Le voyage compassionnel
Par Thierry Libaert
Au hasard de mes lectures en communication de crise, j’avais
repéré en note de bas de pages, un article paru en 1996 dans la
Revue Historique et intitulé « Utilisation politique d’une
catastrophe : le voyage de Napoléon III en Provence durant la
grande crise de 1856 ».
Napoléon III à Tarascon en 1856
A la lecture de ce texte, j’ai appris que le voyage de Napoléon
III dans la région d’Arles, après les inondations, peut être
considéré comme la première fois qu’un pouvoir politique se rend
sur les lieux d’une catastrophe sitôt celle-ci déclarée.
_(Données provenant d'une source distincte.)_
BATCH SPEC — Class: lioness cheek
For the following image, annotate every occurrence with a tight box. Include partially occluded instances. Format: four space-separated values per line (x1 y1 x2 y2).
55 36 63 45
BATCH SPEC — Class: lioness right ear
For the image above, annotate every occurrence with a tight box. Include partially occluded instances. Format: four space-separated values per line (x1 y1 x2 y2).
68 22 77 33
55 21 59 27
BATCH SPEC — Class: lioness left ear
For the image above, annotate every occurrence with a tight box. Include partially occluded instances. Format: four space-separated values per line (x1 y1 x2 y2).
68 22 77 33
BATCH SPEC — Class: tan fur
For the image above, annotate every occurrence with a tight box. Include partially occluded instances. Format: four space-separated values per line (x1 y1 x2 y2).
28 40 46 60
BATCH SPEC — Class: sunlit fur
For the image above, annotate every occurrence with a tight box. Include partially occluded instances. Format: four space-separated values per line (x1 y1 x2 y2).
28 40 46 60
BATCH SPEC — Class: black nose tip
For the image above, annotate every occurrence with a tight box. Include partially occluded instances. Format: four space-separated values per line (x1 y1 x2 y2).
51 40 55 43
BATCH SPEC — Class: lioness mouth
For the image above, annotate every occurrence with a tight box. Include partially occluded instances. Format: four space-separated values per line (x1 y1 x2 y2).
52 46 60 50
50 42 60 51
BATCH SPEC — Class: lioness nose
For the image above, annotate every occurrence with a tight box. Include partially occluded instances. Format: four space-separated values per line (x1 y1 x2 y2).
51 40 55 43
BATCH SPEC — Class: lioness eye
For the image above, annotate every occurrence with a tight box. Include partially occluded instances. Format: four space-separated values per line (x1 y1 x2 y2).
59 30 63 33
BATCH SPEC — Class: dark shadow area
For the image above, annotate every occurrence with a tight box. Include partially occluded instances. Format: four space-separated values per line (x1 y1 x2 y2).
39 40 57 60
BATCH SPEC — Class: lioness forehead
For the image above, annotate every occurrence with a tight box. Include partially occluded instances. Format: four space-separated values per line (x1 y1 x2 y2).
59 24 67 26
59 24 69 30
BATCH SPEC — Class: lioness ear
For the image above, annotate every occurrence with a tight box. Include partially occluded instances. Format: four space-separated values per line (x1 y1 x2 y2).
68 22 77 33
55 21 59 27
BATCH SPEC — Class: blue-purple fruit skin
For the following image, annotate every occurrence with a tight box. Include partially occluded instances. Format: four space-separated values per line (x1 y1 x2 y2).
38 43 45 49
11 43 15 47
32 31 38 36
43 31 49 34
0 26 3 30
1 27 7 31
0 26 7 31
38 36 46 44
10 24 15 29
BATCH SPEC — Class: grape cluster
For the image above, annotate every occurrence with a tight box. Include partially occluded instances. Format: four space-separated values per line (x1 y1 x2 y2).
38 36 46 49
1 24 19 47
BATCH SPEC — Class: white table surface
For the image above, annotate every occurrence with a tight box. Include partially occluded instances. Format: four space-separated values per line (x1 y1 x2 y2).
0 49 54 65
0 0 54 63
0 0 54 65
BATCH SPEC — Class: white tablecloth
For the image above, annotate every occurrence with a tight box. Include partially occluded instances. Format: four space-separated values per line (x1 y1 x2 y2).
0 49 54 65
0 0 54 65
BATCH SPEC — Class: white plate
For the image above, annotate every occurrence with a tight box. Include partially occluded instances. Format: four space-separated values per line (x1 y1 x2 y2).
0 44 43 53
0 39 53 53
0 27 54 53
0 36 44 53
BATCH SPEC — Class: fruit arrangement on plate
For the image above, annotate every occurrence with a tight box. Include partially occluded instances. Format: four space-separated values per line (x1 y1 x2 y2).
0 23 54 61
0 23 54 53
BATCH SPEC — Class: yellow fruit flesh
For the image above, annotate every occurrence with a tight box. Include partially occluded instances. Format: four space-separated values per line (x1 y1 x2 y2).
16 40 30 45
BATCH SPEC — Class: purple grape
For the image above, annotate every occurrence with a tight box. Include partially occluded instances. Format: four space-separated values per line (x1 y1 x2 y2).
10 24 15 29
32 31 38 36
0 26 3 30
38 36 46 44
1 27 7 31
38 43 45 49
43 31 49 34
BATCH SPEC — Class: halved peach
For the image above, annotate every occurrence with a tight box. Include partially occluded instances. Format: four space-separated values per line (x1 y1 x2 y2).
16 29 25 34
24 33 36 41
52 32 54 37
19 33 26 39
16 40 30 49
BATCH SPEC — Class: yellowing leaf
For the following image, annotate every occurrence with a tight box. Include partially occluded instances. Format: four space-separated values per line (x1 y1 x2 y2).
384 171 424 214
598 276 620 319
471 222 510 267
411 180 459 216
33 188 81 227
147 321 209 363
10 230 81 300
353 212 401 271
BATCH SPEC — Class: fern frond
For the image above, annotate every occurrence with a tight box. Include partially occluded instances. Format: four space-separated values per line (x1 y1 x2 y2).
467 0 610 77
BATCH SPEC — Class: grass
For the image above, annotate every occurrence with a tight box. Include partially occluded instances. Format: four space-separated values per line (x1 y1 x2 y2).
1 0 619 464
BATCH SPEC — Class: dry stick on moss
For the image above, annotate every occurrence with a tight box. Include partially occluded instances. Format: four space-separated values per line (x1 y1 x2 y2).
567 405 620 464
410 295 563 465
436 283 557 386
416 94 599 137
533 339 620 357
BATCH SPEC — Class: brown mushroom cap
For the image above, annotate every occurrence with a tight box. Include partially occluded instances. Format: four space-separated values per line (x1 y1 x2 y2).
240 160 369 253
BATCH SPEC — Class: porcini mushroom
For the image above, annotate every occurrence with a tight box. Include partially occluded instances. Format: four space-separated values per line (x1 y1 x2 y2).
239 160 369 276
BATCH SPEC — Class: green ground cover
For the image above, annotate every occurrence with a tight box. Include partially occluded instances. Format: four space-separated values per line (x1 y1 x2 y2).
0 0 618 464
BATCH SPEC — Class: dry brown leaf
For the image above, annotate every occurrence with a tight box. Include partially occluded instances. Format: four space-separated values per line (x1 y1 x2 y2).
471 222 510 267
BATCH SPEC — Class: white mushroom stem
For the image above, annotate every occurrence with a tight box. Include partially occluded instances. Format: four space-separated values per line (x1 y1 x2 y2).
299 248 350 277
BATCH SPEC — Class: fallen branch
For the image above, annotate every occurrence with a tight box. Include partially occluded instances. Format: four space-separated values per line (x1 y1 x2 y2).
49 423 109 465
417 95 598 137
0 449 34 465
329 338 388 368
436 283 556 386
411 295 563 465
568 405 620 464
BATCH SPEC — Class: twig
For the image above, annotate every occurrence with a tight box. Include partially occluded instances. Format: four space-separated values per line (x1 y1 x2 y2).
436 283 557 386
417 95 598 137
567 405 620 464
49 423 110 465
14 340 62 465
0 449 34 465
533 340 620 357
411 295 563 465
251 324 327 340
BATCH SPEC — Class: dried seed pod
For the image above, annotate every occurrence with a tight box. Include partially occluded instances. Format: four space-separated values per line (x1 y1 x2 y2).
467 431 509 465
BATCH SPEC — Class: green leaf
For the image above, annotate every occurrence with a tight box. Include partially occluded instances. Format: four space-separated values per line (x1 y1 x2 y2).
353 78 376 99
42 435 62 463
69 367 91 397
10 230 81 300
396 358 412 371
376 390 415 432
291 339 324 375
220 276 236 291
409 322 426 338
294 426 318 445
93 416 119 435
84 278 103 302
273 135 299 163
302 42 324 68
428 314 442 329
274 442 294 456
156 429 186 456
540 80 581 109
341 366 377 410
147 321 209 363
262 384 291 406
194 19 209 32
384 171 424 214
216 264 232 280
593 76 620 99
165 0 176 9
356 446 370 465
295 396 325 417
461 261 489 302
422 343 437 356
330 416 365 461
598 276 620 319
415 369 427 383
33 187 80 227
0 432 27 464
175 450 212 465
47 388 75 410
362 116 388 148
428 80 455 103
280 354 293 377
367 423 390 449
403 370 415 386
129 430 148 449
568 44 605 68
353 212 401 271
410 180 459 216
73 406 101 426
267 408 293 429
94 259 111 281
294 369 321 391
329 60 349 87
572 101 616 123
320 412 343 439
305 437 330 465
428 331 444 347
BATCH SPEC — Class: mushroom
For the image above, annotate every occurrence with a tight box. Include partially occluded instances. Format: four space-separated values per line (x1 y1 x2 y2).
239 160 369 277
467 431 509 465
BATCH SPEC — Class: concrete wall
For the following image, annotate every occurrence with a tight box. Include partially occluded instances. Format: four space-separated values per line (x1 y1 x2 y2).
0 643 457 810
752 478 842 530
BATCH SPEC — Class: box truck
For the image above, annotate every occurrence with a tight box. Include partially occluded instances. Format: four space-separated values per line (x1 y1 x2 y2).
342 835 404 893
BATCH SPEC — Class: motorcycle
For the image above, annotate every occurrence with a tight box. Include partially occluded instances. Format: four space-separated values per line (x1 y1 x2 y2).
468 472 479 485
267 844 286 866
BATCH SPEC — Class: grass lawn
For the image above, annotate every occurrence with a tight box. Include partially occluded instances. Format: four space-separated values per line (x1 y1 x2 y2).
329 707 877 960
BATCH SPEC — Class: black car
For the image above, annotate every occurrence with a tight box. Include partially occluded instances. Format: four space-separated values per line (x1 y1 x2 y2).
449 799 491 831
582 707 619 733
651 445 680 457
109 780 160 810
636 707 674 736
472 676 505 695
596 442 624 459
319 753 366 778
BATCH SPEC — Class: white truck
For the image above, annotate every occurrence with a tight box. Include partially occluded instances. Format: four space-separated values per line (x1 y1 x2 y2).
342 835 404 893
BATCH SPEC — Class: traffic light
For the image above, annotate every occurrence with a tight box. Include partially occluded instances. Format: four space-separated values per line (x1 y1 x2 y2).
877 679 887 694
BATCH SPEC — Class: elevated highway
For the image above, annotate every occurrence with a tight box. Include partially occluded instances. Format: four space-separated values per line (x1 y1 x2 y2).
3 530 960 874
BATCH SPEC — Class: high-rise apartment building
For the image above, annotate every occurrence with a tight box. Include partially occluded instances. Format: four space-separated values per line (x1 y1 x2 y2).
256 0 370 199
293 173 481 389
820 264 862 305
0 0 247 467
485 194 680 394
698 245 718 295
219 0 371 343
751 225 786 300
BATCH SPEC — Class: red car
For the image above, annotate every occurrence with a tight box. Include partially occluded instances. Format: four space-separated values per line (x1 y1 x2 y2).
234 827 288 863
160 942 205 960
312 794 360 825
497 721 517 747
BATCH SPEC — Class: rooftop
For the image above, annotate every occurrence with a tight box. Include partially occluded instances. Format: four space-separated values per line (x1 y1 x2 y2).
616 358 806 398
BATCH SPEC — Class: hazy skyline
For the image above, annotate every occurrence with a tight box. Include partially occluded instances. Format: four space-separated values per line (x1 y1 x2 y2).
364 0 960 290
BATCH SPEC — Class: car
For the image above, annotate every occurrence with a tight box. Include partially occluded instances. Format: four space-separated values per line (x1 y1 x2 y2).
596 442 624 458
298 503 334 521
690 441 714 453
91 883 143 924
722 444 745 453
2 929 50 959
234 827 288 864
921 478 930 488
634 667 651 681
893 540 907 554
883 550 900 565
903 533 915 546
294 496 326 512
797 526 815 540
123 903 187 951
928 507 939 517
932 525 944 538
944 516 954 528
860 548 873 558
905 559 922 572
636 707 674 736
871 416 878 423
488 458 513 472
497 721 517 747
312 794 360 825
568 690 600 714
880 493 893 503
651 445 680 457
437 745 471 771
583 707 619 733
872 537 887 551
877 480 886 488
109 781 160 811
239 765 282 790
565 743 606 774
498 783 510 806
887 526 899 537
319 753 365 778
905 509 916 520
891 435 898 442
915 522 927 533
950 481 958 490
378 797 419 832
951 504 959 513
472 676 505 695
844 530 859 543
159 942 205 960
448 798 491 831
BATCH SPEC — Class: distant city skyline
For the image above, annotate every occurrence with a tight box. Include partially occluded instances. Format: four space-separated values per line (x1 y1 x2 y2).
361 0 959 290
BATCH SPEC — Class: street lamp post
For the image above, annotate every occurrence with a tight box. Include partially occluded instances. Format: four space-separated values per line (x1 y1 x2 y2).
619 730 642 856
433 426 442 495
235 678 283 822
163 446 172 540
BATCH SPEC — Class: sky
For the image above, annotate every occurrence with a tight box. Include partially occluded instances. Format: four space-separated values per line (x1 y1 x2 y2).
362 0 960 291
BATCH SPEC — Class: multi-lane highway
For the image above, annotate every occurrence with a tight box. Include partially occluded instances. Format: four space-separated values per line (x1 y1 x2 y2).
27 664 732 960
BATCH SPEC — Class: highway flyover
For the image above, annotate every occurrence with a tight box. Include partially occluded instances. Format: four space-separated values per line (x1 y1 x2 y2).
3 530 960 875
Aujourd’hui cela semble un automatisme de voir les représentants
de l’Etat accourir sur les lieux d’une catastrophe ; en fait cela
date donc de 1856.
Cette première peut s‘expliquer par deux raisons, d’abord la
vision plébiscitaire de l’empereur et, par la suite, par le
suffrage universel qui obligera le politique à une plus grande
prise en compte de l’opinion, ensuite par le changement de vision
d’une catastrophe qui passe d’événement divin et inéluctable à une
gestion dans le cadre d’un état qui se veut providentiel.
Il est intéressant de constater que tout était mis en place
pour que la visite sur place se déroule bien, puisque les communes
traversées par l’empereur étaient assimilées à un « véritable
pèlerinage de la charité » où celui-ci remettait « des sommes
d’argent pour les inondés ». En outre, les préfets avaient pour
mission d’éviter tout imprévu et « de la réussite de l’opération
dépend le maintien dans leur poste de ces fonctionnaires ! ».
Aujourd’hui, qu’il s’agisse d’une catastrophe ferroviaire comme
Brétigny (12 juillet 2013) ou d’un crash aérien comme celui du
Concorde à Gonesse le 25 juillet 2000, en passant par les
catastrophes naturelles comme la tempête Xynthia (fin février
2010), la première réaction de l’Etat est de se rendre sur les
lieux du drame.
La visite compassionnelle est devenu le passage obligé de tout
politique qui se doit de pouvoir interrompre immédiatement ses
activités ou vacances pour se rendre sur les lieux de la
catastrophe et témoigner de son soutien, surtout si l’Etat n’y est
pour rien. « N’être strictement pour rien dans le drame et
déployer pourtant tous ses atours compassionnels, n’est-ce-pas là,
dans cette gratuité, que s’expriment au mieux la bonté, la
sollicitude, la fraternité de l’Etat ? (Michel Richard. 2006)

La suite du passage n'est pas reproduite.